"I laughed, I cried"
- A Manic Depressive.
I'm in a bit of a similar situation at the moment, but not at the point you are yet, maybe i won't go in that direction, who knows.
I've accepted my own mortality and yet at times i fear my own death, irrationally i guess, at other times i sit staring at the walls wondering why i even bother thinking but it's all i seem to do. At the moment it seems i can't get out of my pattern of staying up all night doing nothing.
I have no friends anymore, i'm a bit of a slow starter, don't make real friends till the final year such was primary and high school. even then it's not like these friendships continue past that phase of school.
I know everyone, but no-one knows me and it distracts me from everything.

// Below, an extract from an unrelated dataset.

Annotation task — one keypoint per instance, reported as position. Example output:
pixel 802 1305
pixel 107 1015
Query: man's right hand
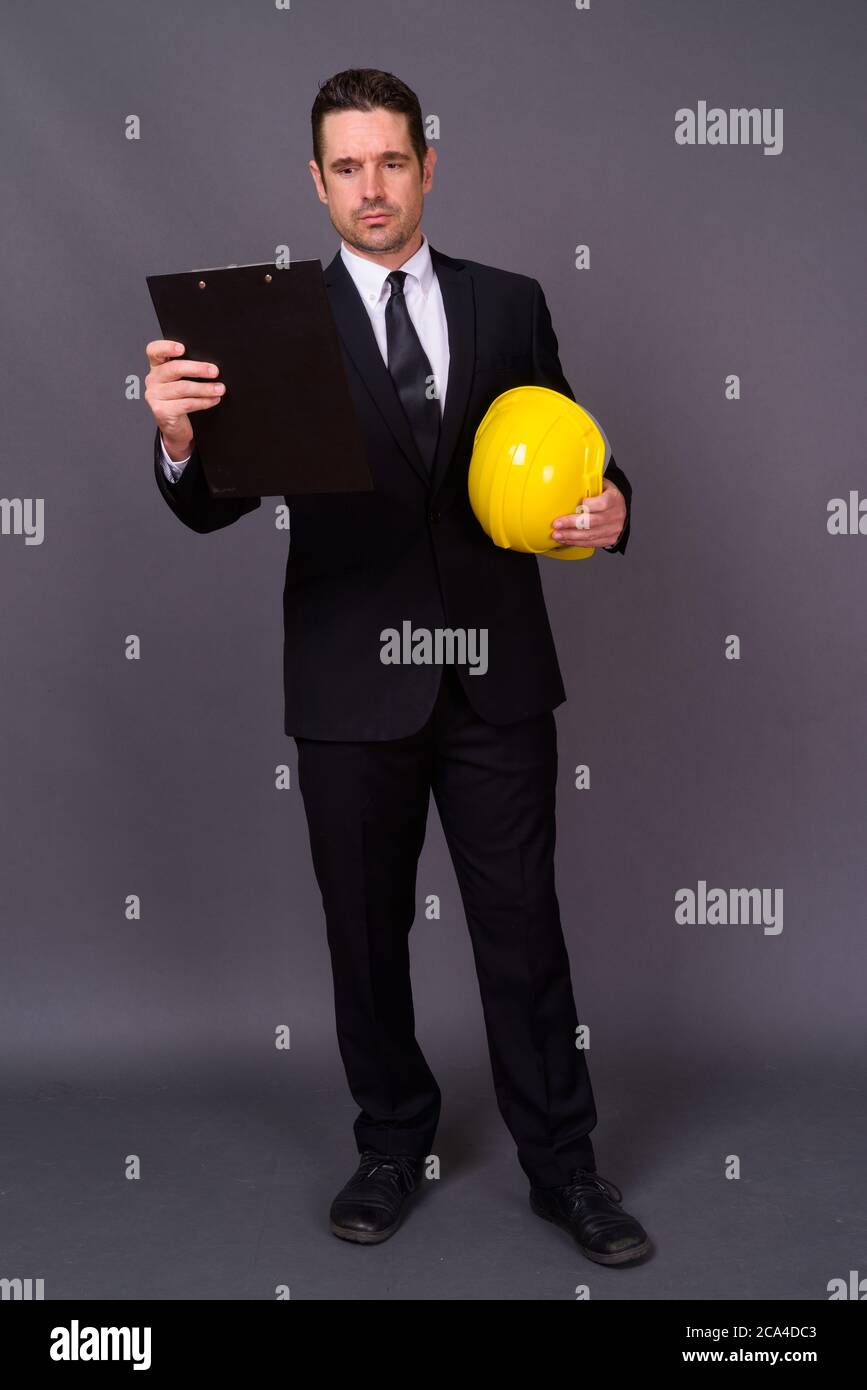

The two true passions in my life i have to push aside to become something i don't want to become, and yet i take no action to hinder that progression. I constantly feel a void of emptiness inside, even now it feels like there's a vacuum cleaner stuck through my back and sucking my life out from the inside.
I have so much time to myself that i often think so deeply that it feels as if my head will implode...mainly about the creation of the universe, what was there before it was it all just black, did black exist, how long did nothing go on for, what happens when i pass on, what happens tomorrow, what happened yesterday.
I spend so much time being what i want that i alienate chances to be what other people want, to know what they want.
I finally have everything i thought i wanted, i don't share a room with anyone anymore, I'm finally alone, but i'm too alone.
Nobody notices my unhappiness, i don't want to burden them with it, or maybe i'm afraid to change, i like things the way they are at home, i like being by myself, and not being bothered by my family and their materialistic wants.
I don't drink or smoke but i kill myself through other means, poor nutrition and all that.
I want to change but i want to be myself, i don't even have to be my real self, even then i typed real gay self but felt the urge to delete it, it is me but it says nothing about the way i act.
I put up a front at times that i'm a narcissists but that's just for comedy value as i have no real reason to be.
When i do have friends i spend all my time trying to make them laugh and for a while that works out fine, but then my schtick becomes stale and i barely elicit the reaction that i hope for, the one thing that keeps me happy.
I know that my grandfather will pass on soon and yet i persist on not seeing him, he's grown so frail lately, and i don't want to remember him as someone who knew he was dying, i want to remember him as someone who knew he was living.
Sorry that really had nothing to do with this thread i just started to vent and couldn't stop.